Einige der Länder profitieren allerdings vom Chaos in Libyen. Die Kontrolle über die libyschen Geschäfte lag durch die UN-Sanktionen bei den afrikanischen Staaten, jetzt geben viele sie nicht mehr aus der Hand. Schlecht für die neuen Machthaber in Libyen - sie sind zu sehr mit sich selbst beschäftigt. Da bleibt keine Kapazität, um die Investitionen juristisch zurückzufordern.
Neuordnung in der Afrikanischen Union
Aber Gaddafi galt als der solidarische Bruder, der an Afrika glaubte. Was wurde aus den politischen Investitionen? Was aus der panafrikanischen Vision? Die Afrikanische Union (AU) geht immerhin auf Gaddafis Initiative zurück.

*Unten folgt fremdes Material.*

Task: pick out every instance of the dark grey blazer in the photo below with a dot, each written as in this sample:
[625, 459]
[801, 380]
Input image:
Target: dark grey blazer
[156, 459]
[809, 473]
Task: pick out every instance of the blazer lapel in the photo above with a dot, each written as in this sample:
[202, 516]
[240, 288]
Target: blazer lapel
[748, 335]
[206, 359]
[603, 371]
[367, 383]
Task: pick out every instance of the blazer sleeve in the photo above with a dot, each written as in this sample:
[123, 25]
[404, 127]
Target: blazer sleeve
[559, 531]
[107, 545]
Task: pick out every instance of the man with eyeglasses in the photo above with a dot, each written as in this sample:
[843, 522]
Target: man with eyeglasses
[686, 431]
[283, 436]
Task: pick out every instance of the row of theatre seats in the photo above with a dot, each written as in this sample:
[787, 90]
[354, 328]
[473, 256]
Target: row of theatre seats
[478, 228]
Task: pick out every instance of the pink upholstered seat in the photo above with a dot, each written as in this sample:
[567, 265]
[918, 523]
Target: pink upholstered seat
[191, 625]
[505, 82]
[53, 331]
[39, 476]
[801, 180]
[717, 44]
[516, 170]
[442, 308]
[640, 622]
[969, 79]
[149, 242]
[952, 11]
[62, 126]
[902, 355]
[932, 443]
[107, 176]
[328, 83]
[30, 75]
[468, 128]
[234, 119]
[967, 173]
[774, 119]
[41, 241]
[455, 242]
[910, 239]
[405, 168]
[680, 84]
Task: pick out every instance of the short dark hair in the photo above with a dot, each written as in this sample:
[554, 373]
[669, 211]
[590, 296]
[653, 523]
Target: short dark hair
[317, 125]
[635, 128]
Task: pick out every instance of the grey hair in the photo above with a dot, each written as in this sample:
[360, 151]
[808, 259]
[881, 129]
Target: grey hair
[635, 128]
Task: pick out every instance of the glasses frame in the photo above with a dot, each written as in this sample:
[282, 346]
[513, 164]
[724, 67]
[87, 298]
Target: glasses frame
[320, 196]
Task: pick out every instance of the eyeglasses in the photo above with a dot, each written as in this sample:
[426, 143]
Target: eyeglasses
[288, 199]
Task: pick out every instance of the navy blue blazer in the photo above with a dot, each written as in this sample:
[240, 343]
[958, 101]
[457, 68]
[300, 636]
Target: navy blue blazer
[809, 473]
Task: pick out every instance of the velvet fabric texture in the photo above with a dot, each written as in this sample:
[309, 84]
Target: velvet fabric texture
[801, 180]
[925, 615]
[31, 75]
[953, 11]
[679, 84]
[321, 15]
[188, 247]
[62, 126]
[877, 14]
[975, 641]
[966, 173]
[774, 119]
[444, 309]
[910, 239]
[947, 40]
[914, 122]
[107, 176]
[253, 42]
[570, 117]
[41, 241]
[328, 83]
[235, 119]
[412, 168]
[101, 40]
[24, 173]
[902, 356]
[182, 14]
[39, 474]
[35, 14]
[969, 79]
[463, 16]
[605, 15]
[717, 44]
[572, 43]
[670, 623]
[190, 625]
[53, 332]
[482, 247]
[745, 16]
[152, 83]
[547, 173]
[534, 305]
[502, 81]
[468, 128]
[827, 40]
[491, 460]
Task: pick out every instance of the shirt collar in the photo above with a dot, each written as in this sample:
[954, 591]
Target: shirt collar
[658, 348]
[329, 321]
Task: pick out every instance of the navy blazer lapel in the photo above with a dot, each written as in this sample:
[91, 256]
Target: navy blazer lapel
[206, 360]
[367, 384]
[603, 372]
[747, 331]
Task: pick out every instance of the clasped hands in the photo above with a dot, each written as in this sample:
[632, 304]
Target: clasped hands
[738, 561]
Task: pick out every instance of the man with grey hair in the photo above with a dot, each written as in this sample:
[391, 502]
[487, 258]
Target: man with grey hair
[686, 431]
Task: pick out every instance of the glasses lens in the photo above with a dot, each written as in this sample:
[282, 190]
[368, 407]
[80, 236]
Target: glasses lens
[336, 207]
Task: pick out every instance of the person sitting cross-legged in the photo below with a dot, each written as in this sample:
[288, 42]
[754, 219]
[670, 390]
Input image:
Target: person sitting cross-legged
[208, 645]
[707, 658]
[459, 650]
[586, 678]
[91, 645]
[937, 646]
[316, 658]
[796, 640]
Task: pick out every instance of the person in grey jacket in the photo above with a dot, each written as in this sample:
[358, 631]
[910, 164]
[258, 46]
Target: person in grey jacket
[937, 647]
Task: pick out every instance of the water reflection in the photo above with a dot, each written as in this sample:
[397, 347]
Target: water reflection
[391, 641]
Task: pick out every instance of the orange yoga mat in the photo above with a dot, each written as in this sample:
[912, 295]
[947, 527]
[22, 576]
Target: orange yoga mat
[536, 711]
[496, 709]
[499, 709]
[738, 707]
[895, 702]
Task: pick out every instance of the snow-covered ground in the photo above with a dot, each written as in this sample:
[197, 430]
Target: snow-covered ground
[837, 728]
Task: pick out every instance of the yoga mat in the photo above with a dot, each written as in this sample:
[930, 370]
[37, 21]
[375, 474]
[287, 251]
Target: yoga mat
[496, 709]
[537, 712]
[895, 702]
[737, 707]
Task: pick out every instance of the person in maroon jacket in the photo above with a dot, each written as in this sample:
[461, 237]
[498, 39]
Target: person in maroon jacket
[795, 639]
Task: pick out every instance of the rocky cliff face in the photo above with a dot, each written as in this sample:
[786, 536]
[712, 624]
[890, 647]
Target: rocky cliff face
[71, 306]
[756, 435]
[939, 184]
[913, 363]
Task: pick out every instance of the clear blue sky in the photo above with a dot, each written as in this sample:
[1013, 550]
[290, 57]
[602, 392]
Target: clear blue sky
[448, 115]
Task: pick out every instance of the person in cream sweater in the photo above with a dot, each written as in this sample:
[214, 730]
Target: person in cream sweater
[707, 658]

Hehre Ziele, wie die Vereinigten Staaten von Afrika, stünden nun nicht mehr auf der Tagesordnung, sagt Ulf Engel. Der Afrikanistik-Professor an der Universität Leipzig berät seit vielen Jahren die Afrikanische Union. Vielen afrikanischen Präsidenten ging Gaddafis ambitioniertes Machtgehabe sowieso zu weit: "Die Mehrheit der AU-Mitgliedsstaaten fühlte sich durch Gaddafi eher genötigt", so Engel. Besonders in der Frage, wie viel Macht die Staaten an die Zentrale abgeben sollten, herrschte große Uneinigkeit.
Finanzierungslücke ohne Gaddafi
Dass Gaddafi den Ton angab, lag auch am Geld. Libyen steuerte 15 Prozent des Budgets bei, außerdem zahlte Gaddafi klammen Staaten die Mitgliedsbeiträge - Stimmenkauf, um politische Freunde zu gewinnen. Laut Ulf Engel keine unübliche Praxis in der AU. Ohne Libyen als Geldgeber hat die Organisation nun ein Finanzierungsproblem.
Dennoch sei die Afrikanische Union ohne die Führungsansprüche Gaddafis effektiver. Die Lage habe sich entspannt, beobachtet Engel bei seinen Gesprächen in der AU. "Man muss sich nicht mehr mit medienwirksamen Ideen beschäftigen, die aktuell nicht umgesetzt werden können, sondern man konzentriert sich darauf, die vorhandenen Institutionen besser zu integrieren."
Ein Jahr nach Gaddafi rücken neue Akteure ins Rampenlicht: Politisch könnte sich Südafrika mit Nkosazana Dlamini-Zuma an der Spitze der AU-Kommission mehr Sagen erhoffen. Und andere wirtschaftliche Investoren gibt es bereits: Der Hauptsitz der Afrikanischen Union in Addis Abeba, ein repräsentativer Bau für 200 Millionen Dollar, ist ein Geschenk der Chinesen.